Lee 's true grace may be that his desire is not very helpful, but it is highly disproportionate when compared to the contemporaries of a business that could form a comic. He was eager to transcend the media while maintaining a misunderstood belief that the ridiculous book that made him famous through Hollywood success could be legalized. He lived long enough for Marvel's characters to grow into multi-billion dollar assets, even though he played a cameo in a film that put the currents of the film in ink and ink.
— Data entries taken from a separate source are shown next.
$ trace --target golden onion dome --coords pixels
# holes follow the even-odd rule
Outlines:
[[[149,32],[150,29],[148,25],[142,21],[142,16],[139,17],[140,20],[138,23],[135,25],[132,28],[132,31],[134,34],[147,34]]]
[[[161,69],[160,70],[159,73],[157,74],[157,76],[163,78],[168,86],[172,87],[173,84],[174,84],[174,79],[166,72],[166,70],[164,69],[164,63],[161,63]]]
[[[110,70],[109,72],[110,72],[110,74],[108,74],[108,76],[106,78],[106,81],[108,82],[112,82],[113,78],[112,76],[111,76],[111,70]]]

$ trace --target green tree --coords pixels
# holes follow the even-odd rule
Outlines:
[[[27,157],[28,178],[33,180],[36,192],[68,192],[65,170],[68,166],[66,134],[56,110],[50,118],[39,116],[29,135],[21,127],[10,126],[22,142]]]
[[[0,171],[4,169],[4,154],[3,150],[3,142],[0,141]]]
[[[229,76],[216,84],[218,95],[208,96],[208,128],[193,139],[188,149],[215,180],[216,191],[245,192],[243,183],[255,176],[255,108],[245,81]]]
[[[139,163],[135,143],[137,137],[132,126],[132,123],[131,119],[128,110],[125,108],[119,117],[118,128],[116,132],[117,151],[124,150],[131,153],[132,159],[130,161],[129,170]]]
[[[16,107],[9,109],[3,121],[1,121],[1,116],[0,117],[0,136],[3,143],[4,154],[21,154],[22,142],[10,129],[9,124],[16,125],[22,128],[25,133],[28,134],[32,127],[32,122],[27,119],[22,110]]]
However, Lee himself was not a journalist. His true talent would have been as simple as his ability to broaden the appeal of superhero comics. I want to read Marvel Comics as an 8 year old and become a Spiderman. You can read them at the age of 16 and want to do amazing things to draw characters. You can read them as adults and simply admire panache and the technology they said. It was impossible for us to show that this possibility is open to us. He knew how to wink without laying down the reader, and now we set the example in a way that interacts with all popular cultures.
In that sense, Lee was always down the wall. He offered us a new way of looking at manga, pop culture, maybe the world. It was not what he wanted when he was a child, but it is something we all share today.
Spurgeon is co-author of "The Collapse of Stan Lee and the American Comic Book" (with Jordan Raphael) and produces The Comics Reporter website.